2.2.2 Antenna upgrades
The stock whip is adequate for ~90% of US home installations (within ~30 miles of a NWR transmitter, no major terrain obstruction). For the rest, the upgrade path is an outdoor 162 MHz antenna:
- Quarter-wave ground plane: simplest DIY. ~46 cm radiator, four ~50 cm radials at 37° downward, on a 6–10 ft mast at the eaves. ~0 dBi gain with a clean low-angle pattern that catches the NWR transmitter’s line-of-sight signal where the indoor whip is shadowed by walls and roofing material.
- Half-wave dipole: marginally better (~2.15 dBi). NWR is vertically polarized so orient the dipole vertically; horizontal gives ~20 dB cross-polarization loss. See Antennas Vol 6 for the build — center-fed with a 1:1 current BALUN, ~93 cm of #14 AWG copper, end insulators, RG-58 or RG-8X feedline.
- Shared outdoor scanner discone (if you already have one feeding the SDS200 — see Vol 14): a Diamond D-130J or similar covers 162 MHz at roughly 0 to +2 dBi. Tap off for the WR120 via a Mini-Circuits ZFSC-2-1+ 50 Ω splitter (Antennas Vol 18).
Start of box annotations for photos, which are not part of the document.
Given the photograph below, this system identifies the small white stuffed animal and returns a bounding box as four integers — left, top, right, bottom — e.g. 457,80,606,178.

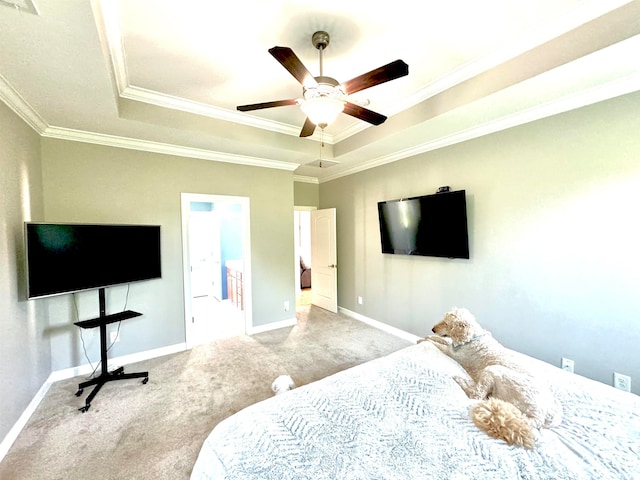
271,375,296,395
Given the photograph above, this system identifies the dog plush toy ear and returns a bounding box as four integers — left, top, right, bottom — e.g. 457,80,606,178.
447,314,471,346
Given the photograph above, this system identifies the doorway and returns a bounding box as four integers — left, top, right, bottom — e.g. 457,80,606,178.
181,193,252,348
293,207,316,308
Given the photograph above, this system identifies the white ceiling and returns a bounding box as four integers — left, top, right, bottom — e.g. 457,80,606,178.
0,0,640,182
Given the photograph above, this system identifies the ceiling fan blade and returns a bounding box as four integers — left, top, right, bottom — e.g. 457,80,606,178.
300,117,316,137
269,47,318,87
343,102,387,125
236,98,298,112
342,60,409,95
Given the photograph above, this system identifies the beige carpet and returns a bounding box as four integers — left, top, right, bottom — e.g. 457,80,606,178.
0,307,409,480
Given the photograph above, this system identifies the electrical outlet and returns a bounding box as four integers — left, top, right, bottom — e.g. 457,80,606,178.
560,357,574,373
613,372,631,392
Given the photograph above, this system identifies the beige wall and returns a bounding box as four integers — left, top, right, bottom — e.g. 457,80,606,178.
42,139,295,370
0,102,51,439
320,93,640,393
293,182,320,207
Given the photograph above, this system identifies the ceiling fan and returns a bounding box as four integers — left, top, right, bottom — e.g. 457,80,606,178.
237,31,409,137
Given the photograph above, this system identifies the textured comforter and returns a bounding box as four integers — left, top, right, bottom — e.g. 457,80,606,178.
191,342,640,480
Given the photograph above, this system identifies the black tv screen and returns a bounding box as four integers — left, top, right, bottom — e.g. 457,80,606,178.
378,190,469,258
25,222,161,298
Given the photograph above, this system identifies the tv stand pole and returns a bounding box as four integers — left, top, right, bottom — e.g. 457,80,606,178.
75,288,149,413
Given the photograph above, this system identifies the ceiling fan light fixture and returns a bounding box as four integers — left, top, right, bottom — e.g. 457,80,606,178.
300,96,344,128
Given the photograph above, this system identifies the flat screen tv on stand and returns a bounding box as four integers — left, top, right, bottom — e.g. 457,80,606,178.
25,222,161,413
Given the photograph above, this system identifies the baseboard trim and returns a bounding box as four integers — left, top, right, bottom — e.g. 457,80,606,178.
0,379,53,462
0,343,187,462
47,343,187,383
247,317,298,335
338,307,422,343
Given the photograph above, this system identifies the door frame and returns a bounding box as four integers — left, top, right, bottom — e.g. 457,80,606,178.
311,208,338,313
293,205,318,295
180,192,253,349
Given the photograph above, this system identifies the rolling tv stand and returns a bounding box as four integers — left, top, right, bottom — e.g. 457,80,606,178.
74,288,149,413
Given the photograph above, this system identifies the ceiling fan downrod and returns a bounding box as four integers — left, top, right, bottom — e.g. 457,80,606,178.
311,31,330,77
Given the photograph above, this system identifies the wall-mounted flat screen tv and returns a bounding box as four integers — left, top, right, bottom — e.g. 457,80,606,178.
25,222,161,298
378,190,469,258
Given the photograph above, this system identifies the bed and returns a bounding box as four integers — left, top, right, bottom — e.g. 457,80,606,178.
191,342,640,480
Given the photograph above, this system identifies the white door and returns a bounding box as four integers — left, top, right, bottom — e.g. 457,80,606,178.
311,208,338,313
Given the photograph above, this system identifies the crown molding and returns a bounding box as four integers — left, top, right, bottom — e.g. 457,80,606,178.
0,74,47,135
319,73,640,183
93,0,334,144
42,127,300,172
293,175,320,185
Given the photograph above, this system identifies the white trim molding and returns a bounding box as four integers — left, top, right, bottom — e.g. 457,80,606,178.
338,307,422,343
247,317,298,336
0,343,186,462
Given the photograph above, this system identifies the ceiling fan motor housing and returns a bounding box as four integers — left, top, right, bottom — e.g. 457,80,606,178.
302,77,345,100
311,31,329,50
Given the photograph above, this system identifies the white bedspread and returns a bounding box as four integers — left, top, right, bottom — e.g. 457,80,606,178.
191,342,640,480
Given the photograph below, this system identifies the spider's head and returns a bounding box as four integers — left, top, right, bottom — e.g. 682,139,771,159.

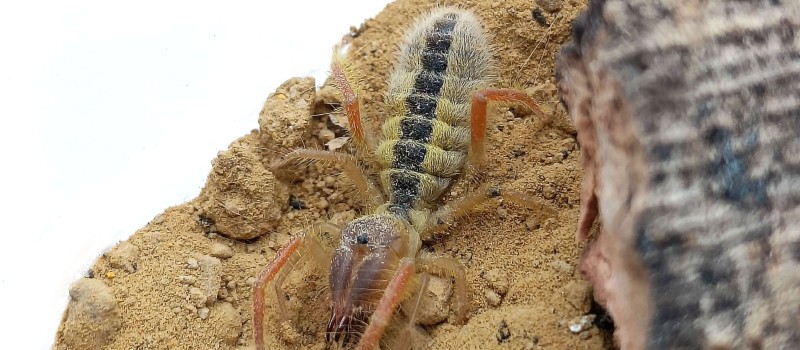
327,214,416,343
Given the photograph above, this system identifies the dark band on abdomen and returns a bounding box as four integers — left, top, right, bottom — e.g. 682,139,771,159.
406,13,457,119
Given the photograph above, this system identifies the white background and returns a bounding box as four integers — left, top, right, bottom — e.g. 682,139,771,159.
0,0,388,349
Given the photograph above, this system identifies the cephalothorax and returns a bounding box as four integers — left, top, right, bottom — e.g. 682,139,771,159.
253,8,538,349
The 3.5 mm external-antenna jack on the back of the WR120 needs a 3.5 mm mono plug to female coax (BNC or SO-239) pigtail. Cheap on Amazon or DX Engineering. Verify the WR120 manual for the exact jack type — some revisions use a screw terminal rather than a 3.5 mm jack (TBD — verify against the actual unit).
2.2.3 Posture
Always-on home-base alerter. No licensing concern (receive-only on a public-service broadcast); no operator skill after configuration. Install once, configure once, rotate batteries annually. Multiple units are cheap redundancy — a second WR120 in the workshop or basement (separated from the main living area by ~20 ft of structure that attenuates the upstairs alert) costs $35–45 with no synchronization issue (each sounds its own alert independently). Cross-link: Antennas Vol 29 for shared-antenna context, Vol 22 for the regulatory framing.